Wednesday, February 25, 2015

Marcellus Shale Health Panel Bill Advances In Senate

Senate Bill 375 (Scarnati-R-Jefferson), creating a Health Advisory Panel on Shale Gas Extraction, was reported out of the Senate Public Health and Welfare Committee and is now on the Senate Calendar for action.
The panel would be tasked with thoroughly investigating and studying advancements in science, technology and public health data in order to provide Pennsylvania elected officials, regulators and the general public with information, analysis and recommendations regarding the safe, efficient and environmentally responsible extraction and use of unconventional natural gas reserves in the Commonwealth.
“There has been much discussion regarding the potential effects of Marcellus Shale drilling on public health and safety,” said Sen.
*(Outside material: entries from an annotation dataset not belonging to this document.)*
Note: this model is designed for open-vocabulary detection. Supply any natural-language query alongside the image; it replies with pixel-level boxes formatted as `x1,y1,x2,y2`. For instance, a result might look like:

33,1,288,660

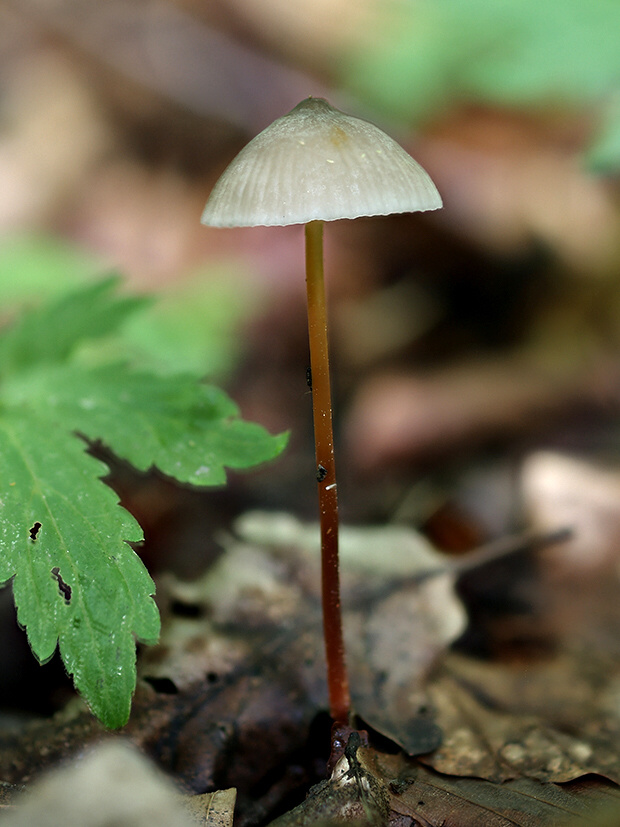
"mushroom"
202,97,442,725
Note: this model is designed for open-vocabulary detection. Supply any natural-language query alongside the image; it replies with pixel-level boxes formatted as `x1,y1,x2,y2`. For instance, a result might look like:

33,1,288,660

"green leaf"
6,365,287,486
586,96,620,173
342,0,620,121
0,409,159,727
0,276,148,375
0,279,286,727
0,235,102,306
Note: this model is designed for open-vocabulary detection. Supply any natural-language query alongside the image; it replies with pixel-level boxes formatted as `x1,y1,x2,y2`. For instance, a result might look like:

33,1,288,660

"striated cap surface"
201,98,442,227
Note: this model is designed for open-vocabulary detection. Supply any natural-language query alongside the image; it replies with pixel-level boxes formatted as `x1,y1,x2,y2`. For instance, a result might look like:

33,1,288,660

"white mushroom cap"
202,98,442,227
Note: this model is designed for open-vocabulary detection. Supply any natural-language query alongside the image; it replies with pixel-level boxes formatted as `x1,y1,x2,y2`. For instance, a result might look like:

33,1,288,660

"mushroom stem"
305,221,351,723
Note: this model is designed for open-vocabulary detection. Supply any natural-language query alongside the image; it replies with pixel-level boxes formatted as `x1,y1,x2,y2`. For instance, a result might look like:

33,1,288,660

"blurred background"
0,0,620,712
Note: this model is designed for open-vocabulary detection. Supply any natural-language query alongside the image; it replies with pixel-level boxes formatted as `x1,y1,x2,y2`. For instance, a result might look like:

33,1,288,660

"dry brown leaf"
272,747,620,827
422,652,620,783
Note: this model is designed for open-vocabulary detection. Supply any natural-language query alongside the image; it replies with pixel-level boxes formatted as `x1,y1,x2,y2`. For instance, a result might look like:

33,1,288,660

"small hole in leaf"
144,677,179,695
52,566,71,603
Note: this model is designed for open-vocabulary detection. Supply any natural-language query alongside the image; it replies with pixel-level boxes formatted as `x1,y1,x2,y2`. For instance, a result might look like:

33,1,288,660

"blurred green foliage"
344,0,620,169
0,236,259,381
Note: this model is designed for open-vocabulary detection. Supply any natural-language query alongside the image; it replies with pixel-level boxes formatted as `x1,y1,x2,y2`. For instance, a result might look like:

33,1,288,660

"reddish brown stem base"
306,221,351,723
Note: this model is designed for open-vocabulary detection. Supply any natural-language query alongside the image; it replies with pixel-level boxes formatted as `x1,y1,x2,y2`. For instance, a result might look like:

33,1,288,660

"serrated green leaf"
0,276,148,375
0,279,286,727
0,409,159,727
6,365,287,486
0,234,102,307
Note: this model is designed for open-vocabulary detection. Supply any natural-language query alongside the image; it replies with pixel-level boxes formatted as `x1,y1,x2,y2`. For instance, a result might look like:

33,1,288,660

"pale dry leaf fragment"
414,653,620,783
183,787,237,827
2,739,192,827
521,451,620,576
235,512,467,755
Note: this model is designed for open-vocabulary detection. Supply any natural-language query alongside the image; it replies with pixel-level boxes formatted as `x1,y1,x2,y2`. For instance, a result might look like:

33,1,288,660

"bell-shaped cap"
202,98,441,227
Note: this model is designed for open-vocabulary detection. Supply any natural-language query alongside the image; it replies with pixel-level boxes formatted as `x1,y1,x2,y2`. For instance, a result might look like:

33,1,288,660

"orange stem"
306,221,351,723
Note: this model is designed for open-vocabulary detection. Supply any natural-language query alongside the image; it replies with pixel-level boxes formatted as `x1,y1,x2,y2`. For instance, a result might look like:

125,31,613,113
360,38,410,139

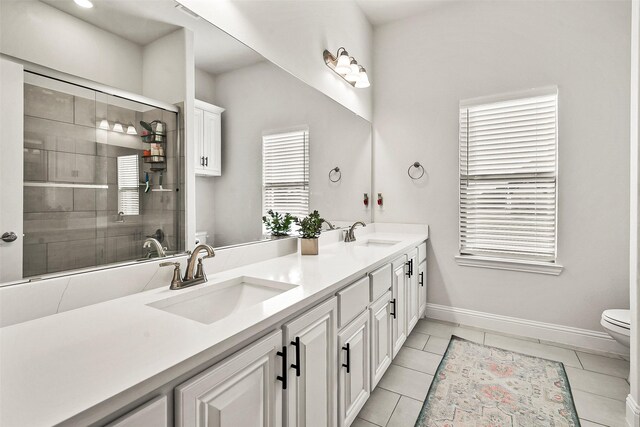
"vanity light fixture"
73,0,93,9
323,47,371,89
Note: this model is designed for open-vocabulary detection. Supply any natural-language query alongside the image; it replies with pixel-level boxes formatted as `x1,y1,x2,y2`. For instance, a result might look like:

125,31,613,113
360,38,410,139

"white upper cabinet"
282,297,338,427
193,99,224,176
175,331,283,427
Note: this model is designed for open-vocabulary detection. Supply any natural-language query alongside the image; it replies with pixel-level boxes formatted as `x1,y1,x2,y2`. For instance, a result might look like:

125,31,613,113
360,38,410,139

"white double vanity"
0,224,428,427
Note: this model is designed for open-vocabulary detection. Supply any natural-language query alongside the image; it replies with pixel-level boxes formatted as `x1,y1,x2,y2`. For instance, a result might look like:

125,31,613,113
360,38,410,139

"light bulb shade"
336,50,351,75
355,68,371,89
73,0,93,9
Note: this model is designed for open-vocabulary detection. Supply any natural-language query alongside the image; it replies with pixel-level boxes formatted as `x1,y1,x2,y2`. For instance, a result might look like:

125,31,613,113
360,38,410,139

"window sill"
455,255,564,276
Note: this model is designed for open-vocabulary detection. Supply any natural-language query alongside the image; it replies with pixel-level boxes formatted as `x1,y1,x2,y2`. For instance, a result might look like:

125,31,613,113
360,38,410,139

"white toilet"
600,310,631,347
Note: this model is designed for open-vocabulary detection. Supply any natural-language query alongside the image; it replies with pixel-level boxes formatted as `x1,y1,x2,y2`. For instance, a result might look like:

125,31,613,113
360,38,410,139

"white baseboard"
627,395,640,427
426,303,629,356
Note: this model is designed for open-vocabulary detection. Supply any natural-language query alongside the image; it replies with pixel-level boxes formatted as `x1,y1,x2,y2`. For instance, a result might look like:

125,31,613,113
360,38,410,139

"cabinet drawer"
338,277,369,328
369,264,391,302
418,242,427,264
107,396,169,427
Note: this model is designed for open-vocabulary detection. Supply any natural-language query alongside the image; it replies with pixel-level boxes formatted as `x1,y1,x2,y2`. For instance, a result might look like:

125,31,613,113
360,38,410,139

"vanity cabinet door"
175,331,282,427
391,256,408,357
418,259,427,317
406,249,420,336
369,291,393,390
284,297,338,427
338,311,371,427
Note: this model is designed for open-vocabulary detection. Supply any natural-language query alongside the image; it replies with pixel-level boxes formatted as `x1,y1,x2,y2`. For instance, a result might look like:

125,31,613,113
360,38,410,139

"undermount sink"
147,276,295,325
356,239,400,248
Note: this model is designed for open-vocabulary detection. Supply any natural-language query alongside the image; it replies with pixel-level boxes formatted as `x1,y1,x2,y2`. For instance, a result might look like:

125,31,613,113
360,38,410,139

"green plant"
296,211,324,239
262,209,297,236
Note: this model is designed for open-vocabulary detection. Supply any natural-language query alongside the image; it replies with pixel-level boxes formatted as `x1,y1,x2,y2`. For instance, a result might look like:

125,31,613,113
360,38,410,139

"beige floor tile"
573,390,626,427
378,364,433,401
358,387,400,426
416,319,484,344
485,332,582,368
424,335,449,356
566,366,629,401
387,396,422,427
578,351,629,378
351,418,383,427
404,329,429,350
580,419,602,427
392,346,442,375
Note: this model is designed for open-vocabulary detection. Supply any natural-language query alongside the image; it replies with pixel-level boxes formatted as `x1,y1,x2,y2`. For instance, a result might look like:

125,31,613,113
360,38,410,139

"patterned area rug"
416,336,580,427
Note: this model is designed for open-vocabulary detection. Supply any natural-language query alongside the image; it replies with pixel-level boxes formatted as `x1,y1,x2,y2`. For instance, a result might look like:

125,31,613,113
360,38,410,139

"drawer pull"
276,345,289,390
291,337,300,377
342,343,351,374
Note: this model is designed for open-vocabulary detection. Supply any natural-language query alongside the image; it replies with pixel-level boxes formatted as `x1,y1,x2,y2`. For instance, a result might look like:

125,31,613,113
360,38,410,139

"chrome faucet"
160,244,216,289
142,237,167,258
322,219,336,230
344,221,367,242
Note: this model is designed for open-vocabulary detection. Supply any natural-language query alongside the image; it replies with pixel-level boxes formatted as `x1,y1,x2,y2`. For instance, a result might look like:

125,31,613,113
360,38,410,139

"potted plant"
262,209,296,241
296,211,324,255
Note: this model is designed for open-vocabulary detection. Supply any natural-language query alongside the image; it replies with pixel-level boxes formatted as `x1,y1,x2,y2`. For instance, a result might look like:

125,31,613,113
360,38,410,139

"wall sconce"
322,47,371,89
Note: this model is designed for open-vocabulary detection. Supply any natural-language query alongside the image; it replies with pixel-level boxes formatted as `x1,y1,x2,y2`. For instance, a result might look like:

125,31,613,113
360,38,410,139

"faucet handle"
160,261,182,289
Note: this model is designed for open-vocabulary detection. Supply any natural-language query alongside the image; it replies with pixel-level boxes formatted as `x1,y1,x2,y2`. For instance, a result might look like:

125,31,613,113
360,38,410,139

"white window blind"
262,129,309,216
459,88,558,262
118,154,140,215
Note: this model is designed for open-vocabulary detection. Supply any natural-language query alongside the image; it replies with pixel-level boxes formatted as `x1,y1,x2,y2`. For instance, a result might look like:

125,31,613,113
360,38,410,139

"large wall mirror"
0,0,371,288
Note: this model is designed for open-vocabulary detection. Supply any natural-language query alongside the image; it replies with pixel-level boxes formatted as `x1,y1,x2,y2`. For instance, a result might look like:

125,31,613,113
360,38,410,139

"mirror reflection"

Scarnati.  “The creation of an advisory panel composed of experts from a wide range of fields including doctors, scientists, academics and industry leaders will provide Pennsylvania with a critical asset in addressing any current or future impacts arising from the development of the Marcellus Shale.”
The creation of a permanent health advisory panel was a suggestion of the Governor's Marcellus Shale Advisory Commission.
The panel would consist of nine members including the Secretaries of Health and Environmental Protection, as well as individuals to be appointed by the Governor, President Pro Tempore of the Senate, Speaker of the House, and the House and Senate Minority Leaders.
NewsClip: Senate Panel Approves Shale Gas Health Panel

1 comment :

  1. My Senator Joe Scarnati has shown me that he is nothing if not clever, a consummate politician. I don't trust his intentions on this. I think his agenda is to make it look like a serious assessment of shale gas extraction health impacts is being done, but to achieve the opposite. He just might pull that off. We'll see if Scarnati (i.e., "the General Assembly" over which he yields great influence) puts serious people on the Committee like Dr. Bernard Goldstein or Raina Ripple, Director of the Southwest PA Environmental Health Project; or will he stack the deck in the industry's favor. I question whether a "Committee" is even what we need the most now. I would like to see PA fund ongoing health impact studies with data already in hand from providers like Geisinger and Guthrie Health. They have the longitudinal data from the gas fields, and they know the health histories of their patients. They need funding to complete a peer-reviewed analysis of their data. And one more thing: the first witness before this Committee should be New York's Department of Health Commissioner Dr. Howard Zucker. The Committee should start out hearing why New York banned fracking based on the fact that the health risks are too serious but cannot be quantified at this point. Thus the prudent thing to do is to stop fracking until we know, otherwise subject the people of PA to an open-air experiment being conducted by the shale gas industry which will likely result in serious public health consequences for which the PA taxpayers, not the industry, will be held responsible.